Milestone 1 and 2 plan.

This was our original plan. The part added for milestone 2 is at the end.

Abstract

The core idea is to throughly explore rhetoric (e.g. word usage) in the Trump Twitter Archive dataset. We would like to explore the change over time and how certain events affects it. From this, as the end goal, we would like to do some social good by establishing good (trustworthy) and bad (not trustworthy) patterns in Trump’s tweets.

More specifically, we want to analyze the change before and after he announced his presidential candidacy and before and after his election. In addition these long-period analytics, we would also like to explore the change in rhetoric incurred by related political scandals or major international events. Lastly, we would also compare Trump’s rhetoric with Clinton’s and Obama’s.

The main motivation beind this project is a fascination with how such a condensed messaging format influences so many people. We were curious to see if we could take advandage of the brief format and find patterns and/or classify a tweet as ‘good’ or ‘bad’.

Research questions

We would like to answer/explore the following:

Word usage type of tweet in three periods:
- Before presidential candidacy announcement, first tweet to 16/06/2015.
- Before election, 16/06/2015 to 8/11/2016.
- After election, 8/11/2016 to now.
Are there any change in word usage and/or rhetoric in connected to poll results?
Are there any change in word usage and/or rhetoric in connected to events and scandals? E.g. Panama Papers, Clinton e-mails, Political victories, North Korea tensions, and so on.
Differences and similarities in word usage and rhetoric compared to other politicians, e.g. Clinton, Obama, or republican nominee opponents.
Analyse his retweets and replies.
E.g. while he mostly retweet right-wing content (true?), does he reply to users from both sides of the political spectum?
How does the word usage in his replies differ from his normal tweets?
When did the phrase “Fake News” arise? Explore usage frequency connection to scandals.
What are the patterns he uses when he tweets something agressive, defensive, or to discredit someone? What is the frequency of these patterns?

Datasets

Main Dataset

Trump Twitter Archive
Size ~2GB. Updated hourly. We will probably use the condensed version of the tweet data. But we will also at least take a look at the full version and see if we can extract some extra information from it.

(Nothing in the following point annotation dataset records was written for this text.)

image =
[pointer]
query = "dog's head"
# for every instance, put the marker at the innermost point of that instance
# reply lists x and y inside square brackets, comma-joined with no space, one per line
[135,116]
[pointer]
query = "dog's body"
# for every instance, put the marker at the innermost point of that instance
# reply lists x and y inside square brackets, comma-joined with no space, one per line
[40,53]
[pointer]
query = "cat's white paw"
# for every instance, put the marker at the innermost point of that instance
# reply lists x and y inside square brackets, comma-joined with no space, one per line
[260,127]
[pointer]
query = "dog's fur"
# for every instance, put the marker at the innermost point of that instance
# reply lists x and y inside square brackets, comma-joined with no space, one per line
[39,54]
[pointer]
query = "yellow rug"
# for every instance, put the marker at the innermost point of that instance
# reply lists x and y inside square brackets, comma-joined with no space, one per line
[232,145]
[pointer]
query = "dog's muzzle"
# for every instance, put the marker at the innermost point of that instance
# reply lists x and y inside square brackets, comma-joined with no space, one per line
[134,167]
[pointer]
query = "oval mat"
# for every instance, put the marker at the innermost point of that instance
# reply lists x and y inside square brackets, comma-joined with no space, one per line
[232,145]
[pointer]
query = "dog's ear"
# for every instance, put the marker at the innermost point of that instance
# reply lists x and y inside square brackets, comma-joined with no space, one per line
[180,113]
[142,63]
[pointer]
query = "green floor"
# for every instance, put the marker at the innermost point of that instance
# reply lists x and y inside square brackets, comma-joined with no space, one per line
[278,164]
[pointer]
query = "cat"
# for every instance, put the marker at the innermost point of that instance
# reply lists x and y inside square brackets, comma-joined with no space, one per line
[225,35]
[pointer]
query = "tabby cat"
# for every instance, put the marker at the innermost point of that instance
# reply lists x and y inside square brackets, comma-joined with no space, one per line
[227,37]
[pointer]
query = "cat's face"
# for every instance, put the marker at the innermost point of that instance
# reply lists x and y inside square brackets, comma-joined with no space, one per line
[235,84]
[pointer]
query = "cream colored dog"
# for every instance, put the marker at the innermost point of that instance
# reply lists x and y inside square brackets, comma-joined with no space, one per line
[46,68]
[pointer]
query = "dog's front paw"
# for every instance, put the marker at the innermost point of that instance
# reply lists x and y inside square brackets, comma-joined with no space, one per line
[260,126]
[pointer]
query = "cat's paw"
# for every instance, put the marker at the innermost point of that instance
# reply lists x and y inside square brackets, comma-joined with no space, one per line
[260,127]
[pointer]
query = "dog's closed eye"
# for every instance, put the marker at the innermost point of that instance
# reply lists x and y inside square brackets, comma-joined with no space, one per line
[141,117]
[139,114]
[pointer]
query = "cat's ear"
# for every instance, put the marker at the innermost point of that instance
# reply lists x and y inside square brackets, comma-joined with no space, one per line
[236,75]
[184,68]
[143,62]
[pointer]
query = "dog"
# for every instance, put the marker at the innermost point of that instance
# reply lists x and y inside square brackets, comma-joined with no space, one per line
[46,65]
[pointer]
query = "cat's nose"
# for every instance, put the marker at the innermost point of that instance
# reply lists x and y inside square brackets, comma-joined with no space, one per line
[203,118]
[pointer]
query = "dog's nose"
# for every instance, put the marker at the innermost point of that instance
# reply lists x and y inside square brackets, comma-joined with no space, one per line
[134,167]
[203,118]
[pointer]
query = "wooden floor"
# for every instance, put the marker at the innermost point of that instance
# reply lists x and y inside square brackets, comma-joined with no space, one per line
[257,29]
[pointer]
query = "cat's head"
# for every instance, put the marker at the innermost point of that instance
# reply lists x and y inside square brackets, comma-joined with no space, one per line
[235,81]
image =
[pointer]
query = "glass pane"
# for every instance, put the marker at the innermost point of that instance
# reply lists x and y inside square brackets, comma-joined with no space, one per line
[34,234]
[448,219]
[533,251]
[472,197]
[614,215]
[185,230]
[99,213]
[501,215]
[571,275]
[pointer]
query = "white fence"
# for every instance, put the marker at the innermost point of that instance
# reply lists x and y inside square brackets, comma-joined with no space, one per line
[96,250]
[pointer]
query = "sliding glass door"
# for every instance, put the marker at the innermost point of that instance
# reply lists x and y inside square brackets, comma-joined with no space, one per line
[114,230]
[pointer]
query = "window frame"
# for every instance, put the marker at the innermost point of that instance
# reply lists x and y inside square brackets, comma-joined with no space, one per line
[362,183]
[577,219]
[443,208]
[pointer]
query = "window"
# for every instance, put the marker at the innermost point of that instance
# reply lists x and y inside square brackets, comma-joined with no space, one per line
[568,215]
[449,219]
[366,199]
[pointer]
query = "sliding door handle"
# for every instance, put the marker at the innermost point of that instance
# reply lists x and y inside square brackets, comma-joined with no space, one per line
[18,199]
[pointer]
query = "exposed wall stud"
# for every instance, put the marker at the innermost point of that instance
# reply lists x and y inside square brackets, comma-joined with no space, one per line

Example from condensed dataset (formatted with SublimePrettyJson).

  {
    "source": "Twitter for iPhone",
    "id_str": "920425069964349445",
    "text": "BORDER WALL prototypes underway! https://t.co/arFNO80zmO",
    "created_at": "Tue Oct 17 23:03:32 +0000 2017",
    "retweet_count": 31067,
    "in_reply_to_user_id_str": null,
    "favorite_count": 104601,
    "is_retweet": false
  },

Supporting Datasets

This list is not final and might grow or shrink as the project progresses.

Obama Tweets, size < 20MB.
Clinton Tweets, size < 20MB.
List of major events, example.
List of Trump-related scandals/controvercies, example.

A list of internal milestones up until project milestone 2

Week by week. Deadline is 28/11 - 2017, i.e. Tuesday week 48.

Week 44	Week 45	Week 46	Week 47
Explore dataset 'General' plots for different periods.	Difference comparison to Obama, Clinton. 'Fake news' analysis	Analysis of event, poll results, approval ratings, and scandal impact. Reply and retweet analysis start.	Pattern and good/bad tweet analysis. Reply and retweet analysis completed. Update README

Questions for TAa

Add here some questions you have for us, in general or project-specific.

Update for milestone 2

CHANGE OF PREVIOUS PLAN

EVENTS

Once we began analyzing the tweet frequency, we understood how it was not possible to automate the linking process between the tweets and particular events in that same period linked to Trump. As a result, we have decided to devote more time to the analysis and manually search for links in the periods when the highest peaks were reached. While there are a large amount of events and scandals during Trump’s presidency, we have not really found any connection to scandals. The only event driven increase in tweet frequency we have found are linked to “normal events” such as the party conventions and big debates (and election night of course). We will have to continue to investigate frequency increase from scandals during milestone 3.

FAKE NEWS ANALYSIS

We’ve decided to focus more on fake news analysis and also about finding data where Trump’s tweets were fact-checked rather than starting an analysis on his retweets, since the fake news topic with its debunking seemed to us more interesting and more feasible with the data found during our search.

COMPARISON WITH TRUMP AND HILLARY, OBAMA

Obama doesn’t really tweet much, so we realized that there’s not much to compare on that front. Felt that a simple word analysis would not be enough so we decided to drop the Obama comparison. We will continue with the comparison between Trump and Hillary, hopefully with a new larger Hillary dataset for milestone 3.

PLAN FOR MILESTONE 3

In short, our plan for MS3 (note changes and goals stated above) is to

Pick out our most interesting results and expand on the discussion (maybe add some tiny bit of extra analysis).
Redo/rethink/redesign our result visualizations.
Use the selected results (with creative visuallization) to create a data story in the form of a blog post (using Jekyll and GitHub Pages).